“Solidarietà spontanea”: un principio apparentemente facile, persino ovvio. Ma nel buco, tutto ciò che appare ovvio, in realtà non lo è.
Lo scopre ben presto Goreng (Ivan Massagué), che chiede di andare nel buco per sei mesi in cambio di un titolo accademico. Alla domanda su quale unico oggetto voglia portare con sé, lui sceglie un libro, il Don Chisciotte.
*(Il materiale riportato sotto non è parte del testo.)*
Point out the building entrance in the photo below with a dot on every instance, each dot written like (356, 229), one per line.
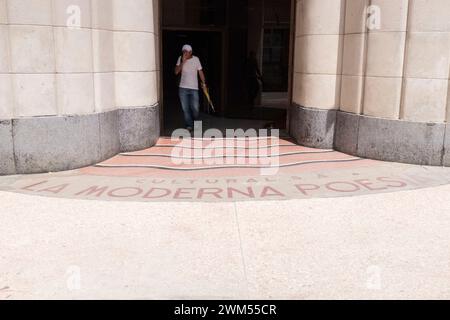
(234, 39)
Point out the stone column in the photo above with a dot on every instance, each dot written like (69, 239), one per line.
(77, 82)
(390, 101)
(136, 74)
(317, 77)
(402, 116)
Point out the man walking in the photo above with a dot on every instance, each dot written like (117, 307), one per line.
(189, 66)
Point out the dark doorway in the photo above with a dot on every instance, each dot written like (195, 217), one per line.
(223, 33)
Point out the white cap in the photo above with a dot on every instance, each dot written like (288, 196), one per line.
(187, 47)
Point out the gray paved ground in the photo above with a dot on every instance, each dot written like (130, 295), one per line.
(391, 245)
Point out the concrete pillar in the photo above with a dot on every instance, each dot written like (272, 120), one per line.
(78, 82)
(317, 77)
(392, 88)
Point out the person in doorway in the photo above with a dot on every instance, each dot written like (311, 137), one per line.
(190, 68)
(253, 77)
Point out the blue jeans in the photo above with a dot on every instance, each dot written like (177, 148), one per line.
(191, 106)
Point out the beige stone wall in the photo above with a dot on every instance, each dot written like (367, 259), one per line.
(397, 71)
(49, 69)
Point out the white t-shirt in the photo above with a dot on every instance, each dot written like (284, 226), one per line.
(189, 78)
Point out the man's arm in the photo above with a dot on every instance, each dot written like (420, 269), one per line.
(179, 66)
(202, 77)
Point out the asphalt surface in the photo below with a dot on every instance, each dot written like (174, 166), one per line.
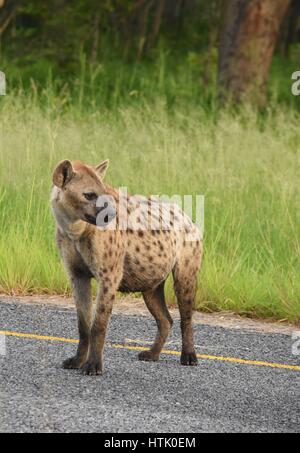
(36, 395)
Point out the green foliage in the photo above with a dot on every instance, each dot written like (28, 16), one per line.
(245, 165)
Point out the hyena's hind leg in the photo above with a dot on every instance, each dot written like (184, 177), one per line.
(185, 275)
(155, 301)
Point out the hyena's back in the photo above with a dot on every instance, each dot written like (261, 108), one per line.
(160, 239)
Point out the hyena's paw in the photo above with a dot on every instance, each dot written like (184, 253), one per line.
(188, 359)
(71, 364)
(92, 368)
(148, 356)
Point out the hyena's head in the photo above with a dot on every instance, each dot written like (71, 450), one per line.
(77, 189)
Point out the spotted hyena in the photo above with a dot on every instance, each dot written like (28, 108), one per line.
(130, 258)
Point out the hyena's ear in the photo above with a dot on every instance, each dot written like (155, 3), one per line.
(102, 168)
(63, 173)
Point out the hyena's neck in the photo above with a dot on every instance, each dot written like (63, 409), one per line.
(74, 229)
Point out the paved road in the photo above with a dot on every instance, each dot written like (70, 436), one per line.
(36, 395)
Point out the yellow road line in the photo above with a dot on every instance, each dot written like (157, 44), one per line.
(164, 351)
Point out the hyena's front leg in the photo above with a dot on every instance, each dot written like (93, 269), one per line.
(105, 300)
(83, 299)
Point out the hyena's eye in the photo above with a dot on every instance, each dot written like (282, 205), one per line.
(90, 196)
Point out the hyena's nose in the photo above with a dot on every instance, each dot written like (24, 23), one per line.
(105, 214)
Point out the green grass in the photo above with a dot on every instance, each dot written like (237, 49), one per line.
(246, 165)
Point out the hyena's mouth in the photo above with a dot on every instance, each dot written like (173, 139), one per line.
(90, 219)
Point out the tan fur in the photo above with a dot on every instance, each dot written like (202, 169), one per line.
(126, 260)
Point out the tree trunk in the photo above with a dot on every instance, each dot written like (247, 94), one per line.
(248, 39)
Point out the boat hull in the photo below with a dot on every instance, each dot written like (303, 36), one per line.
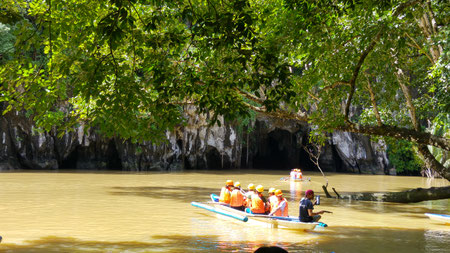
(265, 220)
(439, 217)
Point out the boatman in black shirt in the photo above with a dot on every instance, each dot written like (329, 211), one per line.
(306, 213)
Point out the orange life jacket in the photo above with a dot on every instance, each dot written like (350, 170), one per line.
(272, 200)
(281, 212)
(258, 205)
(225, 195)
(237, 199)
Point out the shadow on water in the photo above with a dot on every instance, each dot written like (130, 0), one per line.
(374, 240)
(337, 239)
(413, 209)
(167, 244)
(179, 193)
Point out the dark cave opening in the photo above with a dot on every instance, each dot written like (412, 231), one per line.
(213, 159)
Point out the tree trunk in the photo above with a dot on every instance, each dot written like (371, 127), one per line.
(409, 196)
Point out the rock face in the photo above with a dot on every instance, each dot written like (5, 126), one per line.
(266, 144)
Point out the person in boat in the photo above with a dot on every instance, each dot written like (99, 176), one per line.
(259, 203)
(272, 199)
(225, 193)
(237, 198)
(306, 208)
(248, 195)
(280, 207)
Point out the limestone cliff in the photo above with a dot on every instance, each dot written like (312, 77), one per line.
(272, 144)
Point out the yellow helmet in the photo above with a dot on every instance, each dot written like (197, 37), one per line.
(260, 188)
(278, 192)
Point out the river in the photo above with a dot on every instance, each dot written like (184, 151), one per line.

“Il buco” (tradotto letteralmente sarebbe “la fossa”) è un immenso, profondissimo girone infernale, dalle tinte livide come una prigione della Stasi e dall’atmosfera di terrore come in un incubo kafkiano. Il Sistema assegna a caso il posto: ci si può trovare nei livelli più alti oppure in quelli più bassi, senza alcuna ragione. Ma essere in alto o in basso significa vivere o morire. Infatti il cibo – ottimo e abbondante – viene posato ogni giorno su una piattaforma che parte dall’alto e scende a rapidi intervalli fino ai livelli più bassi. Ma i primi che si servono divorano anche quello che dovrebbero lasciare agli altri e così non ce n’è mai abbastanza per tutti.
È evidente che il buco è una metafora della società mondiale, dove i primi, ossia i Paesi ricchi, consumano le risorse senza mettere in atto verso gli ultimi alcun sistema di “solidarietà spontanea” che non solo permetterebbe a tutti di sopravvivere, ma anche di vivere meglio e di ridurre conflitti, odi, guerre.
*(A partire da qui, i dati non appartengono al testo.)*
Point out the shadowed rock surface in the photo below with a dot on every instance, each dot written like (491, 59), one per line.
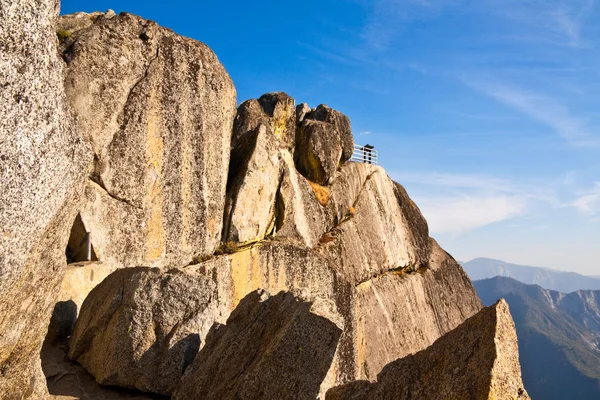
(478, 360)
(157, 109)
(271, 348)
(319, 151)
(559, 337)
(264, 130)
(140, 328)
(43, 163)
(341, 124)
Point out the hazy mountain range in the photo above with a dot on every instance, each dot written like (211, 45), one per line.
(559, 336)
(565, 282)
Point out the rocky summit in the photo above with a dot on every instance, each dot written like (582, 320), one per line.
(158, 242)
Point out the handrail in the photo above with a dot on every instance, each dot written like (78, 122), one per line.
(365, 154)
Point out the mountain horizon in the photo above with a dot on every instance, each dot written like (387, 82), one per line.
(559, 337)
(551, 279)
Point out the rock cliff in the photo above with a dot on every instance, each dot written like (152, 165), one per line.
(190, 226)
(43, 162)
(477, 360)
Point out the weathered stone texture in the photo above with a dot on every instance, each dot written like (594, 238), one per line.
(373, 233)
(341, 123)
(158, 110)
(478, 360)
(42, 165)
(399, 313)
(318, 152)
(275, 347)
(140, 328)
(263, 132)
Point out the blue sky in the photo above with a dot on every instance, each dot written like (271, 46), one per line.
(487, 111)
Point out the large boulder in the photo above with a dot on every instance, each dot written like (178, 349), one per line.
(341, 124)
(263, 132)
(43, 162)
(140, 328)
(376, 229)
(158, 110)
(318, 151)
(441, 289)
(277, 347)
(478, 360)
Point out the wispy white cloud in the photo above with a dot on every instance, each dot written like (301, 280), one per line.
(457, 203)
(546, 110)
(464, 213)
(589, 203)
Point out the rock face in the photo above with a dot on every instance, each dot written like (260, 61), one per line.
(264, 130)
(271, 348)
(140, 328)
(158, 112)
(42, 167)
(319, 151)
(157, 109)
(477, 360)
(341, 123)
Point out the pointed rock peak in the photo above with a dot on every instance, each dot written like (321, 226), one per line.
(276, 103)
(477, 360)
(340, 122)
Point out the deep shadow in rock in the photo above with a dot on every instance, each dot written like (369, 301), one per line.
(62, 321)
(67, 378)
(271, 348)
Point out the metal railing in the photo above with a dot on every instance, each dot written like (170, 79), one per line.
(365, 154)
Goreng è lui stesso una sorta di Don Chisciotte, che pur con le umane debolezze e colpe, è l’unico che abbia scelto un libro, mentre in gran parte gli altri hanno scelto un’arma, ed è anche l’unico che abbia l’iniziativa di rendere meno ingiusta la distribuzione del cibo. Sembra ovvio (la parola “ovvio“ sarà un beffardo leitmotiv del film) voler persuadere alla solidarietà, a indurre a migliorare le condizioni di vita di quel posto e ad ammansire la bestialità delle persone che lo occupano; invece no, la persuasione pacifica non attacca, è inevitabile un atto di forza, che per contro scatena un orrore ancora maggiore di prima. Il tono di tragedia cala un po’ nel finale, con ancora un labile, incerto filo di speranza nel futuro.
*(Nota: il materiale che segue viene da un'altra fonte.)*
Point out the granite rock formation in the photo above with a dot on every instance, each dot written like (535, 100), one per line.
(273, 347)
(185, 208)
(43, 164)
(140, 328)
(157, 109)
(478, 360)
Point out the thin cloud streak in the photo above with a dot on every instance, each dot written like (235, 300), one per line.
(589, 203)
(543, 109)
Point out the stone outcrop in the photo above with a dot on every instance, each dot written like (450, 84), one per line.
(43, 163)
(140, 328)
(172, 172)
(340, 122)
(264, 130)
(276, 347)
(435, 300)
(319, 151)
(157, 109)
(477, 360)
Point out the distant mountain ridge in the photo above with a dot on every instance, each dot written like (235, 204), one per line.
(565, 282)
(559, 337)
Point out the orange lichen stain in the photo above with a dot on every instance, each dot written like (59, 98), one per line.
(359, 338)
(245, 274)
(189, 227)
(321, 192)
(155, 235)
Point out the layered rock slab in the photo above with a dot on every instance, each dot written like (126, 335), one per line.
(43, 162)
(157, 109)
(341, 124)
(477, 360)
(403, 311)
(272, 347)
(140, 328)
Il quarantaquattrenne regista basco Galder Gaztelu-Urrutia Munitxa, che è anche esperto di commercio internazionale, con questo film di tagliente distopia ha voluto mostrare verso quale tragica apocalissi siamo coscientemente avviati, consumando con incontrollato egoismo le risorse del pianeta e uccidendo con distratta superficialità altri esseri umani.
Impressionante la prestazione del cast: Antonia San Juan (Imoguiri), Zorion Eguileor (Trimagasi), Emilio Buale (Baharat), Alexandra Masangkay (Miharu), oltre al già citato protagonista Ivan Massagué, che anche nell’aspetto e nelle movenze ricorda il personaggio di Cervantes.
Il film, accolto da grande successo al Festival del Cinema di Toronto 2019 e lanciato grazie a Netflix, è in concorso al 37° Torino Film Festival, dove ha meritato il
PREMIO SCUOLA HOLDEN per la miglior sceneggiatura.